The EIB’s EFSI report 2019 lists a number of concrete outcomes of the initiative. Thanks to the EFSI:
- Some 20 million additional households can access high-speed broadband
- Around 540,000 social and affordable housing units have been built or renovated
- 22 million Europeans benefit from improved healthcare services
- Some 400 million passenger trips/year will benefit from new or improved transport infrastructure
- 13.4 million households were supplied with renewable energy.
The Commission and the EIB Group launched the Investment Plan for Europe in November 2014 to reverse the downward trend of investment and put Europe on the path to economic recovery. Its financial pillar, the European Fund for Strategic Investments, was initially tasked to mobilise €315 billion in additional investment by 2018. Given its success, the European Parliament and Member States agreed to enhance the EFSI and extend the investment target to €500 billion by end 2020.
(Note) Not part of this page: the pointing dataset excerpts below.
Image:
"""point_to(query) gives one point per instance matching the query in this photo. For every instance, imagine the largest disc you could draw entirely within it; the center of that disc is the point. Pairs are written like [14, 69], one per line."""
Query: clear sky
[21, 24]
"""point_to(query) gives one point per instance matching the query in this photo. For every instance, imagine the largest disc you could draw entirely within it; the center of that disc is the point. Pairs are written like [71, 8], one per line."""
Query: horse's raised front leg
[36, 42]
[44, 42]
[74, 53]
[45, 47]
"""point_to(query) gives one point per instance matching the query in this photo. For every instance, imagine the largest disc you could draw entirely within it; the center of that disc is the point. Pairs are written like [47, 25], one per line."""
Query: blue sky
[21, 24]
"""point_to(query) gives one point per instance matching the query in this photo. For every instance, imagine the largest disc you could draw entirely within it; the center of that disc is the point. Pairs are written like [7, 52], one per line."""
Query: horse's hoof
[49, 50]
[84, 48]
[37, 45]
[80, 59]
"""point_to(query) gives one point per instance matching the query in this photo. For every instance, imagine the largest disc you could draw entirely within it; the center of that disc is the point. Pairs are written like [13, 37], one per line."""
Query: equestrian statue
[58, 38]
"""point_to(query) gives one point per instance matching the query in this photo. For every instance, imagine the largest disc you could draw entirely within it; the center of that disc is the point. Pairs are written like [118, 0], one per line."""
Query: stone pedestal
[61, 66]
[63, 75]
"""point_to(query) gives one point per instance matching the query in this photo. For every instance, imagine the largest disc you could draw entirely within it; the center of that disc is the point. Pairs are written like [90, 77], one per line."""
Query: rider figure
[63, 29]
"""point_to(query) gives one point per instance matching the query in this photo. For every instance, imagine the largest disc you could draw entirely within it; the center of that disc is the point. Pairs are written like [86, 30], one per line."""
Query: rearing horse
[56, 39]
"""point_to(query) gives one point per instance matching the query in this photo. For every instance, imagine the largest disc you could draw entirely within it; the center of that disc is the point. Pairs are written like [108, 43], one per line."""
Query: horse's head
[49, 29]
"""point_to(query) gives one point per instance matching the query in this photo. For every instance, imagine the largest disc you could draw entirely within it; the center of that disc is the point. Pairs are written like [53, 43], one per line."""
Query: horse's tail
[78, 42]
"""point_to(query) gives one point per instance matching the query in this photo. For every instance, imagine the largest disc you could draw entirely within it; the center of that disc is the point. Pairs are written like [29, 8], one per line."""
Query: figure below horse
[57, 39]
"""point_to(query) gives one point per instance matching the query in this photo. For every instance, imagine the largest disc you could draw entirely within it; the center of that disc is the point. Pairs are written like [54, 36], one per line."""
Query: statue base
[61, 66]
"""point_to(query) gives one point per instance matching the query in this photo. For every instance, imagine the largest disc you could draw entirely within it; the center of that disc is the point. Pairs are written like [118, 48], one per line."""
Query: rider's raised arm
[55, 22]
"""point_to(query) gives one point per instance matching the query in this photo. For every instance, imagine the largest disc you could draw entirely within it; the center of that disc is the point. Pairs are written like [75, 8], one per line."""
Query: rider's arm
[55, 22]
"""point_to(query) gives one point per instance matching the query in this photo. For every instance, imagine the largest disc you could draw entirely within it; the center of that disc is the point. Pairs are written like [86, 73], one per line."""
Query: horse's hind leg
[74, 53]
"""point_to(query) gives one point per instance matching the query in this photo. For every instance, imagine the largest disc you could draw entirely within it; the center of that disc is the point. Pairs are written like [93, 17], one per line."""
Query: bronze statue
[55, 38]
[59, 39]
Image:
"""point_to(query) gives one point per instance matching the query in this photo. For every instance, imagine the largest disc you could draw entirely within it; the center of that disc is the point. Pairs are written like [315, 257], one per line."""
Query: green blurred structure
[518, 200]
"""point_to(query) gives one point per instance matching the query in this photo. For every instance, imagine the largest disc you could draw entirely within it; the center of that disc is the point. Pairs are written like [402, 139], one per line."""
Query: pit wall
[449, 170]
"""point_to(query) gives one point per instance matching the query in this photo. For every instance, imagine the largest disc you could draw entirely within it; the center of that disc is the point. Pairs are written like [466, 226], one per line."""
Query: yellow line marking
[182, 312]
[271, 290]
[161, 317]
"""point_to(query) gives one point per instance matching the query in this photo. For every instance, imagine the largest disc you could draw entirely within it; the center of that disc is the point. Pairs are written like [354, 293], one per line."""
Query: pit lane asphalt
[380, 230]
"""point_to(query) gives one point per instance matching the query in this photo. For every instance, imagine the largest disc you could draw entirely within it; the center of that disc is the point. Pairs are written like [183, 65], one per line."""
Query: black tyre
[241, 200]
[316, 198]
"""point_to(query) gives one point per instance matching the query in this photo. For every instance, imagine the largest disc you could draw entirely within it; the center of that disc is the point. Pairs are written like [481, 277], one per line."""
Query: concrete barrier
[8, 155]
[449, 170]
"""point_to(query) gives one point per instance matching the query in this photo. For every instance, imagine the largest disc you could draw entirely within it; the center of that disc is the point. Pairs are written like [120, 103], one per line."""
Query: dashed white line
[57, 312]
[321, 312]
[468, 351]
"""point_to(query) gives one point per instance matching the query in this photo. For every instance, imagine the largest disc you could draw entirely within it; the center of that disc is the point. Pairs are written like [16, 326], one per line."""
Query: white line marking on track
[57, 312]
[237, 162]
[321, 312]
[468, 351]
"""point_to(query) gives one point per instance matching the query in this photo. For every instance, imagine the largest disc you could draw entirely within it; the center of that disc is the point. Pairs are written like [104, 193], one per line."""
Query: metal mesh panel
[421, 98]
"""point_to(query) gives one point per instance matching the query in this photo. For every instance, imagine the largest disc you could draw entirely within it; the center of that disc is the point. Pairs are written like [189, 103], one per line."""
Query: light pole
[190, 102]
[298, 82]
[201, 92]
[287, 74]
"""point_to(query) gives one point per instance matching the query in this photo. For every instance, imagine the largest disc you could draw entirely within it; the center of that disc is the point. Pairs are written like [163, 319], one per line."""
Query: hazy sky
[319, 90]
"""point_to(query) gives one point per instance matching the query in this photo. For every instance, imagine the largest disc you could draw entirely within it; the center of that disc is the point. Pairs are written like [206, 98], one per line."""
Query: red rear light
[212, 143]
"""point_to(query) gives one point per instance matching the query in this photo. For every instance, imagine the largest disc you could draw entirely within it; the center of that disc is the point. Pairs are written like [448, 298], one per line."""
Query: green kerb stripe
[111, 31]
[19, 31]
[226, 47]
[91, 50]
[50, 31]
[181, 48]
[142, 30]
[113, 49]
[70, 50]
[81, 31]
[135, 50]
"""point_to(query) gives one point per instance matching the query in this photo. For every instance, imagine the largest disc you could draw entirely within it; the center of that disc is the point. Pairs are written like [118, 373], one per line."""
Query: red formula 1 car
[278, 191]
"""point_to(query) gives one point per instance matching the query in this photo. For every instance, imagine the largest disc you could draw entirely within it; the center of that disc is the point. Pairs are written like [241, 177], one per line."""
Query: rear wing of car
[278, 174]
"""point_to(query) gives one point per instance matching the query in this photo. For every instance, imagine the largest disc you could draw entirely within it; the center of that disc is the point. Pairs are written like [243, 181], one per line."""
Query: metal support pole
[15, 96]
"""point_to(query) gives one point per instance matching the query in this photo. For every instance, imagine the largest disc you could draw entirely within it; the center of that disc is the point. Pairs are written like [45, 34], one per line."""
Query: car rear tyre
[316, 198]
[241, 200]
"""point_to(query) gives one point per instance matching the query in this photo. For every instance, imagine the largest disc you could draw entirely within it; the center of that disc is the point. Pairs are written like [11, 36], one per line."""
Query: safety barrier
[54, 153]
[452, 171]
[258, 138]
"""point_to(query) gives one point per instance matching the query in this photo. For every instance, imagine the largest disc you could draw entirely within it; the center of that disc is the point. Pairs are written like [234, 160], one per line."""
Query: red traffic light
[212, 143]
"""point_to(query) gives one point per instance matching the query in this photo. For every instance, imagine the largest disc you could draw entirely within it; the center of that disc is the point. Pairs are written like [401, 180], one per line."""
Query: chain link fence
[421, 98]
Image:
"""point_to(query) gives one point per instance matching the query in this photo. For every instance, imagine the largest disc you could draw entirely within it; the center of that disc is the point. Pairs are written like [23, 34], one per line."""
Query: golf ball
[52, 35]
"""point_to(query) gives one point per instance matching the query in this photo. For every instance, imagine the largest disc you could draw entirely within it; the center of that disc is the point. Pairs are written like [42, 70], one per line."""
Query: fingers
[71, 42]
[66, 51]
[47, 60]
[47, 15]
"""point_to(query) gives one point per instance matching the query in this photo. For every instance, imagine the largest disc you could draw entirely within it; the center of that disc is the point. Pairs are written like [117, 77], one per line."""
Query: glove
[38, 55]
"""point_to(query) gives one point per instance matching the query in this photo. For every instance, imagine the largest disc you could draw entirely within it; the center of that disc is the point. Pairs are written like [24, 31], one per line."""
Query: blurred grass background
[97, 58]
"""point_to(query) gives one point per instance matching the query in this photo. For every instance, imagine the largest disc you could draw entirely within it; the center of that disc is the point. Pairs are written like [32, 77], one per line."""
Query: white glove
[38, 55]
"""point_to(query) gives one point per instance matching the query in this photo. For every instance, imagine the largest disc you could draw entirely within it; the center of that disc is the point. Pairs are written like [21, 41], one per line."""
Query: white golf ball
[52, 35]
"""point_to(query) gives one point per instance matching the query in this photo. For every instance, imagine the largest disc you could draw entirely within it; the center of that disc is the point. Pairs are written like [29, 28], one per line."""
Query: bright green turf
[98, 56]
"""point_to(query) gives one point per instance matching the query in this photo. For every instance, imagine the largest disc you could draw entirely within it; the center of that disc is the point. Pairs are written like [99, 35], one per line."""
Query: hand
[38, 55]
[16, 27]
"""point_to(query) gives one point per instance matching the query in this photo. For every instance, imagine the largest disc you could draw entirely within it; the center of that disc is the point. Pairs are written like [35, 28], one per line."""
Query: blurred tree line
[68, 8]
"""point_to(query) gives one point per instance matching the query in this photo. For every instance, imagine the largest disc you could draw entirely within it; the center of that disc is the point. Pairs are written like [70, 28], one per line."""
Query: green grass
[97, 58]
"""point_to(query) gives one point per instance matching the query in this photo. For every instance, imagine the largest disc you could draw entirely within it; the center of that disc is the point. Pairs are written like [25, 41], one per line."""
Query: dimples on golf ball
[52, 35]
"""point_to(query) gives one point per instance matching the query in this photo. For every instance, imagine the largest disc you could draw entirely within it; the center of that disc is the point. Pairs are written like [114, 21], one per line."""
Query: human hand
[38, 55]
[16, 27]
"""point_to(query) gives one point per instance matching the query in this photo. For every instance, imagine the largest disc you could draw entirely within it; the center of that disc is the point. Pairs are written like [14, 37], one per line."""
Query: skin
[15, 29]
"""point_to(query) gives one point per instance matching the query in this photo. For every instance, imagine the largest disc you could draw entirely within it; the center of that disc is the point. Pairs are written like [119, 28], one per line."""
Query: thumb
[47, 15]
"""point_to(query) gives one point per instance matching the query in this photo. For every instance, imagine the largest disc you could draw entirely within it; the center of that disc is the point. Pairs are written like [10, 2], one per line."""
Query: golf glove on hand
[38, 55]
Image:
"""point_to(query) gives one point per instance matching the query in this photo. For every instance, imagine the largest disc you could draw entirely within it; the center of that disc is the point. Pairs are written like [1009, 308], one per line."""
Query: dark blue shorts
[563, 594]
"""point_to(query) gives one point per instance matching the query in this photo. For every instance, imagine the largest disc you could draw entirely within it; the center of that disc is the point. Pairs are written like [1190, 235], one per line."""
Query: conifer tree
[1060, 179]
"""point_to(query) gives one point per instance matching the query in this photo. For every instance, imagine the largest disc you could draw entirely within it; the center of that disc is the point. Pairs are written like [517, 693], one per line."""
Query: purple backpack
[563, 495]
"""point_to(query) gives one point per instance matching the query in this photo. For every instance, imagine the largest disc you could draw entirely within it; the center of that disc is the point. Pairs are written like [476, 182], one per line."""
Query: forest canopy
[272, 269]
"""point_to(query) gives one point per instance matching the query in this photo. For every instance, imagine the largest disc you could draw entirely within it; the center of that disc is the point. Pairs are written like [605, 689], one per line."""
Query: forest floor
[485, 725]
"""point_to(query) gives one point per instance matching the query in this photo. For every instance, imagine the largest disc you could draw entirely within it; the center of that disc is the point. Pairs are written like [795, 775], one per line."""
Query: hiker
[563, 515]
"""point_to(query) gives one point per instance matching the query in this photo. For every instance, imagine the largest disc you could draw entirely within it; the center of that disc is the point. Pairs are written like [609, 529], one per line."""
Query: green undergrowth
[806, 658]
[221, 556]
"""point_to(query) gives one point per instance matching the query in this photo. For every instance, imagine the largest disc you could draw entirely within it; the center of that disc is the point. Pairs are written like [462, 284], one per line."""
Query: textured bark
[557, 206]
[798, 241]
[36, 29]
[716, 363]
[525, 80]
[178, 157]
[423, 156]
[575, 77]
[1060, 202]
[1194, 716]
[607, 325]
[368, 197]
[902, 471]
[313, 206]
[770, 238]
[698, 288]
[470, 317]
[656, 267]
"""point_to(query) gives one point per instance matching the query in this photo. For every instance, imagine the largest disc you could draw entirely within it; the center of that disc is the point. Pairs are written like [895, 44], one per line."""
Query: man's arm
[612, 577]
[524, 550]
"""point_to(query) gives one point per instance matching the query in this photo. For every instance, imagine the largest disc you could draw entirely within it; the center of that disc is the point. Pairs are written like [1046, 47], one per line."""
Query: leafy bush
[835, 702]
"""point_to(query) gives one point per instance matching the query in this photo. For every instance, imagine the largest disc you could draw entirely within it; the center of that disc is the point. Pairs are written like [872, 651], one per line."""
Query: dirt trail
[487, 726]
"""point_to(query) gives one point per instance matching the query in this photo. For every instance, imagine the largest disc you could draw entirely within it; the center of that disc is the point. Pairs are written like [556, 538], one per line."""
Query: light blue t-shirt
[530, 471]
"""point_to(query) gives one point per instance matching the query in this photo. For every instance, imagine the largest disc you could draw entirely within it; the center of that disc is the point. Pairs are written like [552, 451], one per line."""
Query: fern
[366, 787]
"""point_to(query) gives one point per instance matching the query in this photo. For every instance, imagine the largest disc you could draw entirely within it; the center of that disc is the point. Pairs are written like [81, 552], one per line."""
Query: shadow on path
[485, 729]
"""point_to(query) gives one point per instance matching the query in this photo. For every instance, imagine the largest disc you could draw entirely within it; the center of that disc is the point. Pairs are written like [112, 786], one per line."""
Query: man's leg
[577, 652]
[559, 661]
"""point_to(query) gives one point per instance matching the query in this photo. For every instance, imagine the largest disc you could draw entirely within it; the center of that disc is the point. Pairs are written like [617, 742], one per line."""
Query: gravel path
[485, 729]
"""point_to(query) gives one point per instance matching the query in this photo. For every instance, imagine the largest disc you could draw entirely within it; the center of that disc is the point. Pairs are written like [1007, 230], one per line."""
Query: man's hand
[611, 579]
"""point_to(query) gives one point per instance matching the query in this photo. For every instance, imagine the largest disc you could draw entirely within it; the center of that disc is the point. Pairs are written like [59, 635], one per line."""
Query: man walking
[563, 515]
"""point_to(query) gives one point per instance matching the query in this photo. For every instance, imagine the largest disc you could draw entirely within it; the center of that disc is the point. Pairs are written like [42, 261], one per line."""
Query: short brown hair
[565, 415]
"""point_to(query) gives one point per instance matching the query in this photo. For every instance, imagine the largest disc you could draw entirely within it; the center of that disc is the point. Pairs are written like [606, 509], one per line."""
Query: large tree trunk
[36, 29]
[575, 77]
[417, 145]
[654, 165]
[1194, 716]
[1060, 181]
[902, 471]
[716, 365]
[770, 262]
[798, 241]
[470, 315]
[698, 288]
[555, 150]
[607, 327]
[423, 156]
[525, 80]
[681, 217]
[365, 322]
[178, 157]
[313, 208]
An independent evaluation of the EFSI published in June 2018 concluded that the EU guarantee is an efficient way of increasing the volume of riskier operations by the EIB, as it uses fewer budgetary resources compared to European grant programmes and financial instruments. It underlines that EIB support is key to EFSI beneficiaries: it provides a “stamp of approval” to the market, thus helping to facilitate future fund-raising. EFSI’s success is based not least on its efficient governance structure, which is responsive to constant changes of the markets. An independent group of experts decides if a project qualifies for backing by the EU guarantee. The goal: de-risking private investment into projects needed for a more sustainable Europe and adding value to what would have happened without public assistance.
In May 2020, the European Commission presented its revised proposal for the successor to the Investment Plan for Europe under the next Multiannual Financial Framework starting in 2021: the InvestEU Programme.